Hardware is cheap. People are expensive. Besides that, procuring resources with ...

AnthonyMouse · on Dec 20, 2020

> Hardware is cheap. People are expensive.

Except that you still need the people, because most of the labor isn't putting the hardware in the rack, it's managing the software which you have to do regardless of where the hardware is.

> Besides that, procuring resources with your cloud provider is simply a matter of writing a yaml file.

That is no different than it is locally.

> Not to mention the lack of an upfront investments and only paying for your resources you need instead of having hardware that you are spending money on because you have to have enough hardware to handle peak load.

But hardware is cheap, remember? And most companies don't actually have large load variations.

> But can you run a data center in multiple regions?

Obviously yes. Any company of non-trivial size would have multiple sites and could locate a host at more than one. This doesn't even necessarily raise the price, because you already need enough machines to provide redundancy, so locating them at different sites doesn't even require additional hardware, only locating some of the existing hardware at other sites.

This is also mostly overrated for companies smaller than that, because cloud providers have had company-wide outages at a frequency not all that much higher than site-wide outages for sites that have a reasonable level of redundancy.

> Besides that any cloud provider offers more than just a bunch of VMs. AWS alone has 260 services with an entire team of people keeping them patched and optimized.

This is only relevant if you're using 260 different services and not just a bunch of VMs, and plenty of companies are using just a bunch of VMs.

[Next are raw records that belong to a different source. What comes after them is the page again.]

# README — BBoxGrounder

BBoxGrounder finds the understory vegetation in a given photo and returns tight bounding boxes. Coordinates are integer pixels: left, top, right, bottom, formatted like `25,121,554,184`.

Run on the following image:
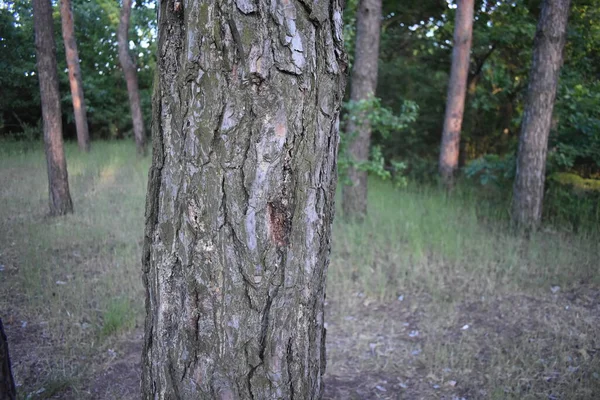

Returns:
0,142,600,399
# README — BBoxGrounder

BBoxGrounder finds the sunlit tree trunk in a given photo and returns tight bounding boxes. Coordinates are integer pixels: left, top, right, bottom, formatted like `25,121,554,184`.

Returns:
33,0,73,215
439,0,474,186
117,0,146,155
0,319,17,400
142,0,345,399
60,0,90,151
512,0,570,230
342,0,381,220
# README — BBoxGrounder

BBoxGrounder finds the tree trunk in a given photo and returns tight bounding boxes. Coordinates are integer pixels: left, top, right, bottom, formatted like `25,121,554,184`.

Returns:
512,0,570,230
0,319,17,400
142,0,345,399
117,0,146,155
33,0,73,215
60,0,90,151
342,0,381,220
440,0,474,187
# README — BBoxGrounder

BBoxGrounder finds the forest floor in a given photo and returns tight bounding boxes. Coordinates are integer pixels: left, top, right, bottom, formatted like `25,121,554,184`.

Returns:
0,142,600,400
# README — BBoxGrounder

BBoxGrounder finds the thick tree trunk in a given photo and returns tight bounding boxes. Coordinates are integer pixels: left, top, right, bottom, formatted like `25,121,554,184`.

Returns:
142,0,345,399
60,0,90,151
439,0,474,186
0,319,17,400
117,0,146,155
33,0,73,215
342,0,381,220
512,0,570,230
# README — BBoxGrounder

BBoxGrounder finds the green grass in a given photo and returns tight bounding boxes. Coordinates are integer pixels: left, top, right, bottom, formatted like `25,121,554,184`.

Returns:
329,182,600,301
0,142,600,399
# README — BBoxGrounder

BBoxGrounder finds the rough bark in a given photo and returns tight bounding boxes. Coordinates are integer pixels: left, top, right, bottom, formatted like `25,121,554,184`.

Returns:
0,318,17,400
60,0,90,151
342,0,381,220
33,0,73,215
512,0,570,230
439,0,474,186
142,0,345,399
117,0,146,155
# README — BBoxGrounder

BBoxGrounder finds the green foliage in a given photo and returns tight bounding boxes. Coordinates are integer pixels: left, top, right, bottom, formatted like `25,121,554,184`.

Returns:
0,0,156,139
102,298,135,336
464,154,516,188
338,96,419,187
544,173,600,231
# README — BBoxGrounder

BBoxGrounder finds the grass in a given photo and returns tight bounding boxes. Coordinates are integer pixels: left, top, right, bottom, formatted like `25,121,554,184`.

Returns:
0,142,600,399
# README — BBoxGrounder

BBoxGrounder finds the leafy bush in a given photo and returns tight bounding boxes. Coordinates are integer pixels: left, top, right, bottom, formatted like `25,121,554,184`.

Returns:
464,154,516,187
338,97,419,186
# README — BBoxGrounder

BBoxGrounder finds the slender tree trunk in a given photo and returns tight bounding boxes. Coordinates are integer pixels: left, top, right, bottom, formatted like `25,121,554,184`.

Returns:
117,0,146,155
342,0,381,220
440,0,474,187
33,0,73,215
60,0,90,151
512,0,570,230
0,319,17,400
142,0,345,399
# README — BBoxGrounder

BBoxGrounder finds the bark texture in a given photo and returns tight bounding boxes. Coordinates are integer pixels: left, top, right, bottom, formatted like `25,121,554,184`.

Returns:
117,0,146,155
0,319,17,400
512,0,570,230
60,0,90,151
342,0,381,220
142,0,345,399
33,0,73,215
439,0,474,186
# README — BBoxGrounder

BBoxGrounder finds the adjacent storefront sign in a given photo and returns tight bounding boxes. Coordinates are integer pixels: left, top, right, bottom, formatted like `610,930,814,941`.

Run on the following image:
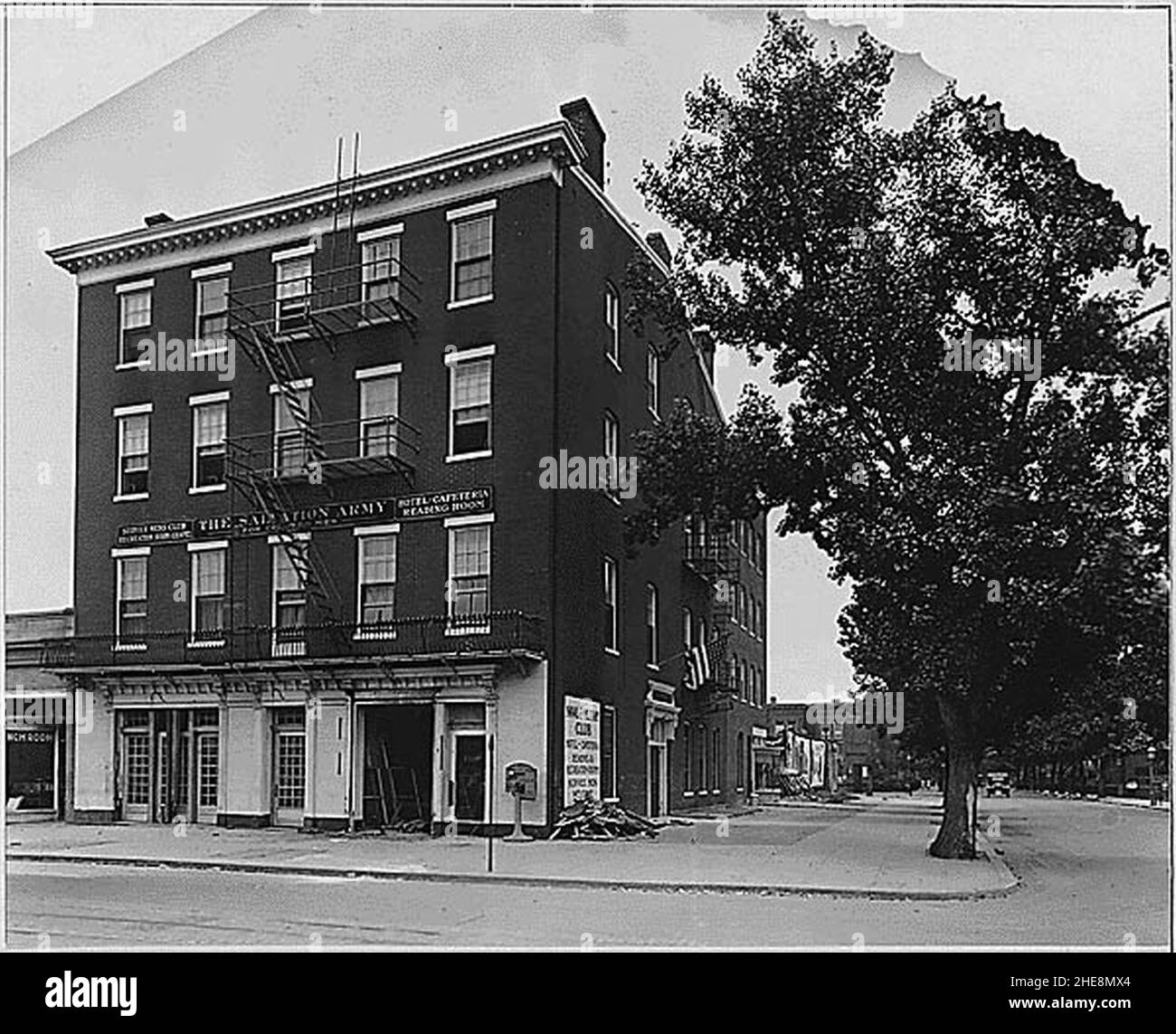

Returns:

mlthoughts2018 · on Dec 20, 2020

As a manager of a team of application product developers I can tell you, the headcount cost of ops teams & the time cost of taking people whose job shouldn’t involve vm provisioning overhead but nonetheless does are both huge compared to cloud services. In cloud tooling, my team of people all with zero experience doing vm provisioning can get production systems up, add logging, add alerting, add networking, etc., all very easily or with just low touch overhead from teams that manage best practices or compliance. Creating the same internal developer tool experience with data centers is SO expensive and requires a major headcount investment.

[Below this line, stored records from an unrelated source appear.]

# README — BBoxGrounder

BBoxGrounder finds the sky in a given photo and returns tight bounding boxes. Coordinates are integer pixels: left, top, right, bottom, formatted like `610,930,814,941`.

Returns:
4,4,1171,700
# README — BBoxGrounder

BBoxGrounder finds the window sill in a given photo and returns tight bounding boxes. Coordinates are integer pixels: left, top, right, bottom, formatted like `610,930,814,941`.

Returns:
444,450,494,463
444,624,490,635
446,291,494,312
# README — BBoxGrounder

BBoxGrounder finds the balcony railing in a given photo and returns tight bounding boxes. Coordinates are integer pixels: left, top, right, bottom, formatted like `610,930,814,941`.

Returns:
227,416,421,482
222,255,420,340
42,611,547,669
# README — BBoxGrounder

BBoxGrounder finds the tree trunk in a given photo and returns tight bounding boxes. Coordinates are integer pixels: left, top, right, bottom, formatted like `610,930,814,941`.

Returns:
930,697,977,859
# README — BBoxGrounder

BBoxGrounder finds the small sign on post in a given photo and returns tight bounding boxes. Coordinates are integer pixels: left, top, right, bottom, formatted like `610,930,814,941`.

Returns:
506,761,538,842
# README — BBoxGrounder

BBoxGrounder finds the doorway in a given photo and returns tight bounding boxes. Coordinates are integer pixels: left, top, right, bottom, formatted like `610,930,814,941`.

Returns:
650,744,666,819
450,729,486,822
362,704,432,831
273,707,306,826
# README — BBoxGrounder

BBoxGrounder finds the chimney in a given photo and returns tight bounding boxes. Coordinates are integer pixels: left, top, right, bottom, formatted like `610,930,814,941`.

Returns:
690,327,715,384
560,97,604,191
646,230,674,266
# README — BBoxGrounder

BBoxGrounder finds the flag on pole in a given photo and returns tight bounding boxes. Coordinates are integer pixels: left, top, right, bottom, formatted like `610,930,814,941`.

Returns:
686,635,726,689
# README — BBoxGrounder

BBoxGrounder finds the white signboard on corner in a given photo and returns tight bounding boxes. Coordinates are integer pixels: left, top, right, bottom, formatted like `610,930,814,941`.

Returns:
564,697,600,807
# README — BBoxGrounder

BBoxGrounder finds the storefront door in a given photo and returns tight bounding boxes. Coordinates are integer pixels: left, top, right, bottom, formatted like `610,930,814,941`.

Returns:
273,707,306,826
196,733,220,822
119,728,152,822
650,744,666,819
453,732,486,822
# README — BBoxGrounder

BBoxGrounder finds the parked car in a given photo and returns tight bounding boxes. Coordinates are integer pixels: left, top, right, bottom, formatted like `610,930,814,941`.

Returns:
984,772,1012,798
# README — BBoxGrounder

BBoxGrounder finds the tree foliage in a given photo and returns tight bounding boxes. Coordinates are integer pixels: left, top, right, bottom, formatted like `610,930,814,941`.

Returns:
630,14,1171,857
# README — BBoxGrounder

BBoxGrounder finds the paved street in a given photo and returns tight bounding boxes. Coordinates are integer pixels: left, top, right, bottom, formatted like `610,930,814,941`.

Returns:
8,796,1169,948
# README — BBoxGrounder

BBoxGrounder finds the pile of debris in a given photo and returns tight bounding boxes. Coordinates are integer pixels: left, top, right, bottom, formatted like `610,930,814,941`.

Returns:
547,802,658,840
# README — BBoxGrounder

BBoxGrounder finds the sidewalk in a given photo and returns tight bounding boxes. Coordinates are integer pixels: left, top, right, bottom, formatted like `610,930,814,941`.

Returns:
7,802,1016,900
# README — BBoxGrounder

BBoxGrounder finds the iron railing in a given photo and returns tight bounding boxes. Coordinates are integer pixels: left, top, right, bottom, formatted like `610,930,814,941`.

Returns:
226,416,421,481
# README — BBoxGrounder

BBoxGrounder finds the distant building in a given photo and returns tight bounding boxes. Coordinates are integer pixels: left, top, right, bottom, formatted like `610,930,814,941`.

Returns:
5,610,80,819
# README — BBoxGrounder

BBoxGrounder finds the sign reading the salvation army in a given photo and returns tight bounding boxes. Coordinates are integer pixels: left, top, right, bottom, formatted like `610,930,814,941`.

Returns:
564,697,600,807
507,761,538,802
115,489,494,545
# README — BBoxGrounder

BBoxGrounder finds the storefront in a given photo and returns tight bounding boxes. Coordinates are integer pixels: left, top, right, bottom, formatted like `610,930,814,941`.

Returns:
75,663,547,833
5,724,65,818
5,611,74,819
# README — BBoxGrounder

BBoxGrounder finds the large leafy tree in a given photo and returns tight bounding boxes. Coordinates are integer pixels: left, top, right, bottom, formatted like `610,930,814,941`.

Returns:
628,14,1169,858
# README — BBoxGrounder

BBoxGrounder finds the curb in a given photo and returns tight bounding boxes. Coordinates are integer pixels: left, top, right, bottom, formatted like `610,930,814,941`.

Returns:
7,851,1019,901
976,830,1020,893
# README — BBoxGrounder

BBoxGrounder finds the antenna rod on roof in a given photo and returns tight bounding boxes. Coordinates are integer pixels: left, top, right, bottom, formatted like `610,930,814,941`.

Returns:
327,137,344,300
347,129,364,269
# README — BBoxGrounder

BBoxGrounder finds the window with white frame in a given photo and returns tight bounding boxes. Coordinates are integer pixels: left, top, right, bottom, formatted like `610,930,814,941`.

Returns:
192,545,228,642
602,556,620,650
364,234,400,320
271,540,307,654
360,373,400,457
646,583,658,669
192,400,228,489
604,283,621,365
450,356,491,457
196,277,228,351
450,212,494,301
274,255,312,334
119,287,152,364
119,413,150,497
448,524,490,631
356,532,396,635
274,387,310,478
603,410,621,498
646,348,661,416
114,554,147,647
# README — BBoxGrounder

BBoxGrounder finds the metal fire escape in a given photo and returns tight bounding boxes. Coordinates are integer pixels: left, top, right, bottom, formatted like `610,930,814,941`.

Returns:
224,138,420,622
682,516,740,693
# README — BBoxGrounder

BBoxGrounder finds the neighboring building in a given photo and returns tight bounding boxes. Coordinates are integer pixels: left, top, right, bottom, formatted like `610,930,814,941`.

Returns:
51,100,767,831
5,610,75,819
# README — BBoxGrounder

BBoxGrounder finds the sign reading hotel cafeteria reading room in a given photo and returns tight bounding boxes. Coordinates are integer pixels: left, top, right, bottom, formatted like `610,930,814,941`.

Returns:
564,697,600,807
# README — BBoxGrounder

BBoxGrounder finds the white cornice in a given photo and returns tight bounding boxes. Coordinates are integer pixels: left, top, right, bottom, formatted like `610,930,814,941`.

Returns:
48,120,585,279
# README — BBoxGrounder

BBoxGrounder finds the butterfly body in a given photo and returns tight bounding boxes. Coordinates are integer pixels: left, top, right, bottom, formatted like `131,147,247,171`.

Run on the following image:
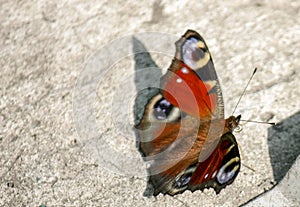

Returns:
136,30,240,196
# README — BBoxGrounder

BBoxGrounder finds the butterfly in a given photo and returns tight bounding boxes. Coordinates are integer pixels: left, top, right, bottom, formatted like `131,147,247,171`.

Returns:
136,30,241,197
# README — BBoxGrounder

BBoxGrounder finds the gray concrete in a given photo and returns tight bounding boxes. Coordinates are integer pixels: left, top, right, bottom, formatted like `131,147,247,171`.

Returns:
0,0,300,207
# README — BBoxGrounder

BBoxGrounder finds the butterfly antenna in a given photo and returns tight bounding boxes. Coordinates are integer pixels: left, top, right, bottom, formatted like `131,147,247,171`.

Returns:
240,119,278,126
232,68,257,114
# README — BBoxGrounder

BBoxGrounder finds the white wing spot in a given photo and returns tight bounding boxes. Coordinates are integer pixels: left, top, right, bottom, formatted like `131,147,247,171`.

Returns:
212,171,217,178
176,78,182,83
181,67,189,74
204,173,208,179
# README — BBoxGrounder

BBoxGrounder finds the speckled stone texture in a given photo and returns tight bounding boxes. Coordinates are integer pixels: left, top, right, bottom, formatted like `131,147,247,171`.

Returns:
0,0,300,207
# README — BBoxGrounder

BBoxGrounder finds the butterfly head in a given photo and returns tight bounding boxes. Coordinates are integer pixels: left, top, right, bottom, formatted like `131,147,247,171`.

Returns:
225,115,242,132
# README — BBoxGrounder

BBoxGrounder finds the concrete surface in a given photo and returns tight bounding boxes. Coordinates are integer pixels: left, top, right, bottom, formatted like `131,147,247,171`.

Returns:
0,0,300,207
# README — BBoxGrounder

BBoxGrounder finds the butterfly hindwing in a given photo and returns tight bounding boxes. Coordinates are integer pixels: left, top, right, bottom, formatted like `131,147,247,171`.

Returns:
136,30,240,196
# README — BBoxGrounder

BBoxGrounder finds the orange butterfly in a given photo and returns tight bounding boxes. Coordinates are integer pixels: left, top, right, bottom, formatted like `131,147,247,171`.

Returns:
136,30,241,196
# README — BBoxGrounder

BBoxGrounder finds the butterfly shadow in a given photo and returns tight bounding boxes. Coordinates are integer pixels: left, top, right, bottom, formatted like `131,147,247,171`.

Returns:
132,37,162,197
132,37,162,125
268,112,300,183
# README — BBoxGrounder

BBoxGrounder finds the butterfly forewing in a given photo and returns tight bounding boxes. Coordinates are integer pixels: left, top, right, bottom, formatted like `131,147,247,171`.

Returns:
137,30,240,196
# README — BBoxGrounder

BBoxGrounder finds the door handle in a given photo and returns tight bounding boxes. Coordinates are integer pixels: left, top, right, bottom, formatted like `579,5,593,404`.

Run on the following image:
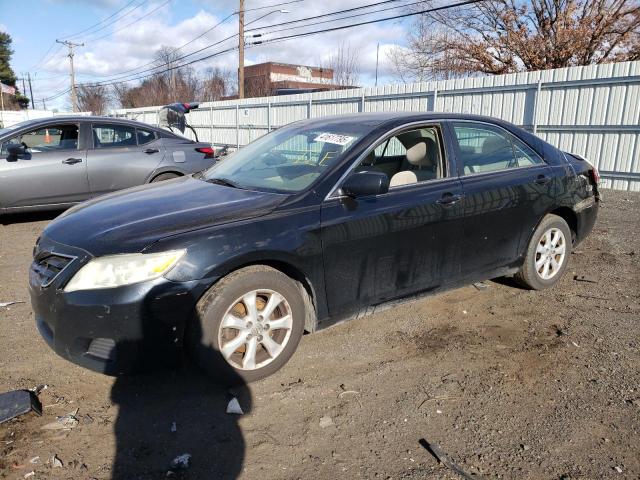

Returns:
436,193,462,206
62,158,82,165
535,175,551,185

AnthonyMouse · on Dec 20, 2020

It's always shocking to see how inefficiently some companies are operated.

The things you're describing should take a single individual a matter of seconds for a system which is already in operation, and a one-time cost of a few hours to set up at the outset (i.e. once or twice a decade). If it takes significantly longer to do locally than it takes to input into the cloud provider's interface, something's not right.

I can tell you where most companies go wrong here though. It's in excessive specialization. If you put separate people in charge of provisioning, networking, logging, etc. then you create a ton of friction to do anything because you need five different humans to touch it and they all have to coordinate. One person can do all of those things, as you've learned when one person does it interacting with the cloud providers. And when one person is doing all of it, it takes only seconds to do.

scarface74 · on Dec 20, 2020

I listed all of the services we used across five environments and most across three availability zones. So one person was going to manage what on prem would be roughly 200 VMs/services and make sure they stay patched, the OS stays updated? Locally, a lot of those services would run in a cluster for availability.

There is no company on earth that has one person managing an on prem implementation of that level of complexity.

One person does it in a cloud environment because they aren’t managing hardware, patching, etc.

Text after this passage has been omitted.